Photo/Illutration The Takahama nuclear power plant’s No. 3 reactor, left, operated by Kansai Electric Power Co. in Takahama, Fukui Prefecture, in 2017 (Asahi Shimbun file photo)

TAKAHAMA, Fukui Prefecture--Kansai Electric Power Co. started removing spent mixed-oxide (MOX) fuel from the No. 3 reactor at its Takahama nuclear power plant here on Jan. 27, but a disposal method has yet to be determined.

It is the first time Kansai Electric has removed spent MOX fuel from any of its reactors.

Shikoku Electric Power Co. began the first such MOX fuel-removal operation at the No. 3 reactor of its Ikata nuclear power plant in Ehime Prefecture earlier this month.

The Takahama plant’s No. 3 reactor has been undergoing a regular safety inspection since Jan. 6. Eighty-one of the reactor’s 157 fuel assemblies will be removed, including 8 MOX assemblies.

The process is expected to be completed by Jan. 29.

The MOX fuel will be kept in a pool at the nuclear plant along with uranium fuel rods.

The reactor currently has 28 MOX fuel assemblies.
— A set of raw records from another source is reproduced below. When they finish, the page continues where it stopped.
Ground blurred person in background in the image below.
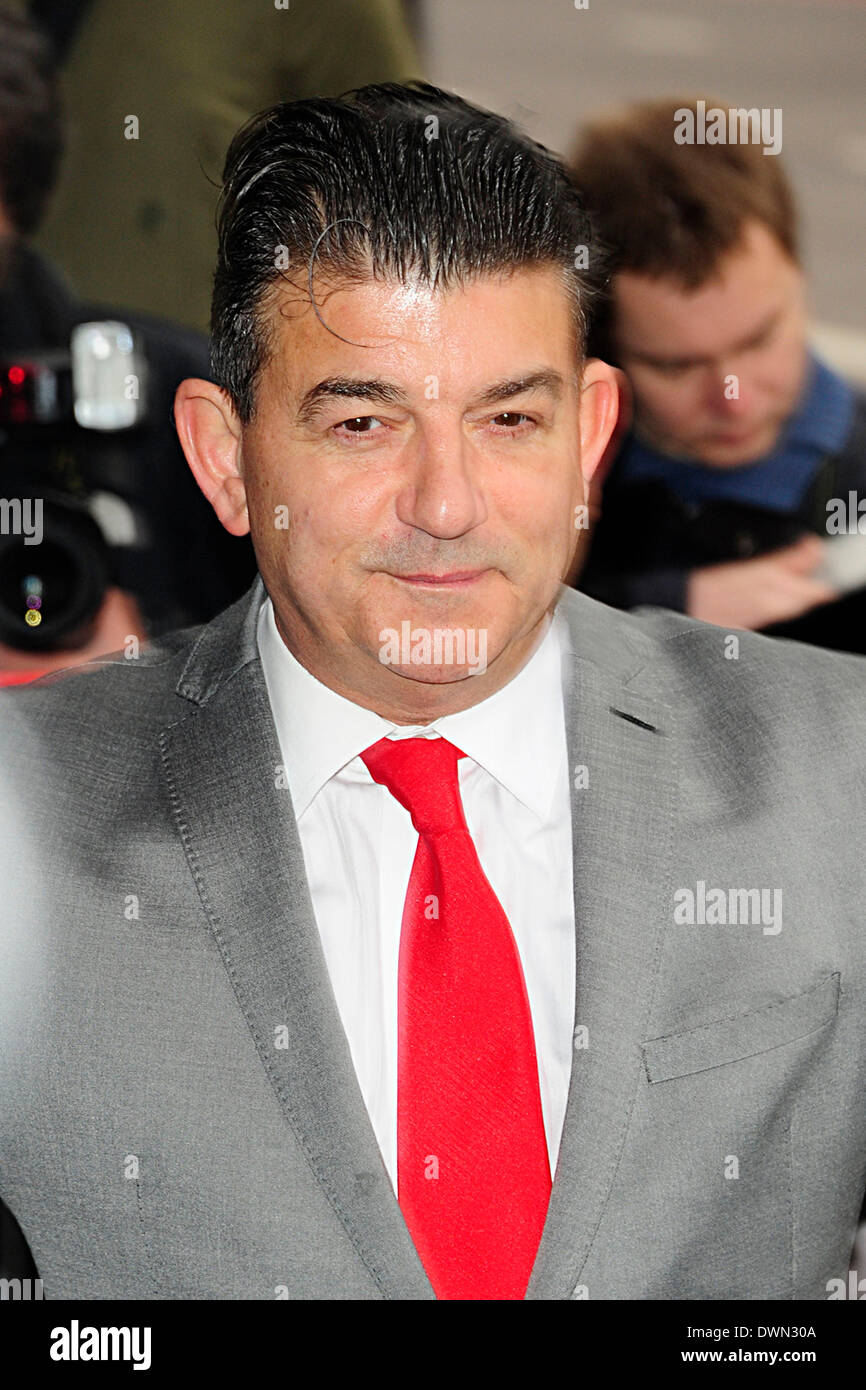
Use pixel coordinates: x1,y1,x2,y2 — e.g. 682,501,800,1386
0,7,254,684
573,97,866,652
18,0,421,332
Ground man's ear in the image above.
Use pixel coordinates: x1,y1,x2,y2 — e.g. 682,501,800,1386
174,377,250,535
580,357,628,491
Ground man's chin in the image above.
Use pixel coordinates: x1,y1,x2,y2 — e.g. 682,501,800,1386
692,425,781,468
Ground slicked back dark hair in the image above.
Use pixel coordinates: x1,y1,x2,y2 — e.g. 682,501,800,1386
211,82,605,423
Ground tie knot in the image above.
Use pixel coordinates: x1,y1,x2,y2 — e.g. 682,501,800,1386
361,738,467,835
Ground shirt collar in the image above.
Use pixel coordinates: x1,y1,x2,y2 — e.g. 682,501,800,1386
257,595,566,819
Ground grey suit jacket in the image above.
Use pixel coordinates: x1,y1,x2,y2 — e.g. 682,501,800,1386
0,567,866,1300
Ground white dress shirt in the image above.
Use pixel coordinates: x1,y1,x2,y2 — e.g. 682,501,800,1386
257,596,574,1193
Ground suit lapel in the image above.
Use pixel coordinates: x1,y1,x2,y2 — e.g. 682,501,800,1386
160,580,434,1298
527,595,676,1300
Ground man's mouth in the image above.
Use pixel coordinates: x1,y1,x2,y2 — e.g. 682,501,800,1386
386,570,488,588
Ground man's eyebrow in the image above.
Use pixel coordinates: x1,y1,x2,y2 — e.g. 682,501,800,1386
295,367,563,425
296,377,406,425
473,367,564,406
623,309,781,367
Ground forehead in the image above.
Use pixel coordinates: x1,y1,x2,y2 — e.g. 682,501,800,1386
614,222,801,357
263,265,578,398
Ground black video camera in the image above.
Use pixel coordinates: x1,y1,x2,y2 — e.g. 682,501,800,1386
0,320,152,652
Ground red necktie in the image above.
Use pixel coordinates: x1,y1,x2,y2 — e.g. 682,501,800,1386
361,738,550,1298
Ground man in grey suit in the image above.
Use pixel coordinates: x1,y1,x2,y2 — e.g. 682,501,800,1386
0,86,866,1300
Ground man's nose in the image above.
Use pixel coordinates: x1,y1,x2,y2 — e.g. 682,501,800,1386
396,427,487,541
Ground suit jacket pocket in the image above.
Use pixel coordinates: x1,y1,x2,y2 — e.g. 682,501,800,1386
642,970,841,1084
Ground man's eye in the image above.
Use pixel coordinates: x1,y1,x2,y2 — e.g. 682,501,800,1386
334,416,382,435
493,410,534,434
The 8 units being removed were introduced in December 2010.

The remaining 20 units will continue to be used for commercial operations of pluthermal power generation that started in January 2011.

The Takahama plant’s No. 3 and No. 4 reactors, the Ikata plant’s No. 3 reactor and the Genkai nuclear power plant’s No. 3 reactor in Saga Prefecture, operated by Kyushu Electric Power Co., currently use MOX fuel for pluthermal power generation.

Kansai Electric also plans to use its Oi nuclear power plant in Fukui Prefecture for the project.

However, the utilities and the central government, which is pushing pluthermal power generation, have not specified sites or methods for the disposal of spent MOX fuel.